Wettbewerb? Tut nicht Not

Ein Grund für diesen sehr zurückhaltenden Preiskampf könnte in den Eigentümerstrukturen der Hersteller liegen. Unter den Hauptaktionären aller relevanten Firmen im Hepatitis-C-Markt finden sich die immer selben sieben Namen: die Vermögensverwalter Blackrock, Vanguard, State Street, Fidelity, Capital Group, Wellington und T. Rowe Price. Im Schnitt vereinen diese Riesen um die 30 Prozent der Firmenanteile. Echter Wettbewerb liegt nicht in ihrem Interesse. Bei ihnen werden weiter große Summen aus unseren Gesundheitssystemen landen.

John Martin und seine Leute haben übrigens längst neue Rekorde angekündigt. Im ersten Halbjahr stieg der Gewinn, trotz inzwischen geltender Preisrabatte, nochmals um 50 Prozent. Vor allem in Europa hoffen sie auf noch höhere Einnahmen, dank Harvoni. Auf einer Konferenz stellte einer der Investoren eine merkwürdig zynische Frage: Bei HIV, sagte er, da dauerten die Therapien Jahrzehnte, mit den wirksamen Hepatitis-Mitteln aber nur wenige Wochen – ob man in dieser Zeit denn genug Geld verdienen könne? Ja, entgegneten die Gilead-Bosse, es gebe ja genug Kranke.

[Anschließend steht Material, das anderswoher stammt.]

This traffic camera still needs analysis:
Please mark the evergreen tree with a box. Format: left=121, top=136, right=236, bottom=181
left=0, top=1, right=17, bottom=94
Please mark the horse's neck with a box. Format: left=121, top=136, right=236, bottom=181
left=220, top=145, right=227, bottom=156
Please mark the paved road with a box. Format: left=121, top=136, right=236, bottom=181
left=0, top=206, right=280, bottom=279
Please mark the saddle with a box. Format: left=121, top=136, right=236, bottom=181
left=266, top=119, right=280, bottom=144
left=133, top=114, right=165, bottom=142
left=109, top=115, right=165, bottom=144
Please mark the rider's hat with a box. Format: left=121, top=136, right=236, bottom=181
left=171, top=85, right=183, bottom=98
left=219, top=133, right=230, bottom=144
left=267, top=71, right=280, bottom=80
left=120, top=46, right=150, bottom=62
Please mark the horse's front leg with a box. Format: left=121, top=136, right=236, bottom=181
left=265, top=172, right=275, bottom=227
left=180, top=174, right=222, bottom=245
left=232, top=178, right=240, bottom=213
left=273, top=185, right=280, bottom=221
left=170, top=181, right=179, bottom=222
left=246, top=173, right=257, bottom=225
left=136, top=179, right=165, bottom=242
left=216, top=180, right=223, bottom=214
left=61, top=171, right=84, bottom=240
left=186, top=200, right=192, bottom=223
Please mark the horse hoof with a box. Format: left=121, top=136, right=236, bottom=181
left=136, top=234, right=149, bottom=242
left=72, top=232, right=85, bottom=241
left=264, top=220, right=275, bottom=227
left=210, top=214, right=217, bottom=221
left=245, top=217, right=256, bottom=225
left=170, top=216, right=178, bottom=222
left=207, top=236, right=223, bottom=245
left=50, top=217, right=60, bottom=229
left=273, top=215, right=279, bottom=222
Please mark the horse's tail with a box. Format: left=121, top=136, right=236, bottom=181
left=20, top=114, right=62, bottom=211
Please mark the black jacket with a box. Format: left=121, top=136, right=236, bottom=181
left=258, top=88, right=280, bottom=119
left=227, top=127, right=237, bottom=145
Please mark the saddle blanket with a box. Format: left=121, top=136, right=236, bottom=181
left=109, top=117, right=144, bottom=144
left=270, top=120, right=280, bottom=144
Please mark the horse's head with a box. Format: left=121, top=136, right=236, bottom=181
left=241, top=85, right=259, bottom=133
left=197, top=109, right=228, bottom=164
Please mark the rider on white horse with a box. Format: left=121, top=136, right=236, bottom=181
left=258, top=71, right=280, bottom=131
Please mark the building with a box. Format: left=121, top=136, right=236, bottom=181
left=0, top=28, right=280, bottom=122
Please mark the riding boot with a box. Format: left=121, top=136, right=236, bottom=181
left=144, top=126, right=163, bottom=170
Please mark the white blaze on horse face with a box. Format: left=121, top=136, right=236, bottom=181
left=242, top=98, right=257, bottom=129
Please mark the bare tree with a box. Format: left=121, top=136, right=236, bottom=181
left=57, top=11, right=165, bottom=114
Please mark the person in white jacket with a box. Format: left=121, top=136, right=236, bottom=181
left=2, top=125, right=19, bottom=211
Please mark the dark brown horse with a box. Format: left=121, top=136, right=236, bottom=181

Außerdem wollen sie ja weiter, so hat es Martin verkündet. Viel weiter. Zu neuen Wirkstoffen. Nach Hepatitis C will er auch etwas gegen Hepatitis B finden, daran leiden noch mehr Menschen. Und Aids möchte er auch heilen können. Sie hätten "Appetit, noch mehr Dinge für noch mehr Patienten auf der Welt zu tun" . Für die Krankenkassen und ihre Beitragszahler muss das fast wie eine Drohung klingen.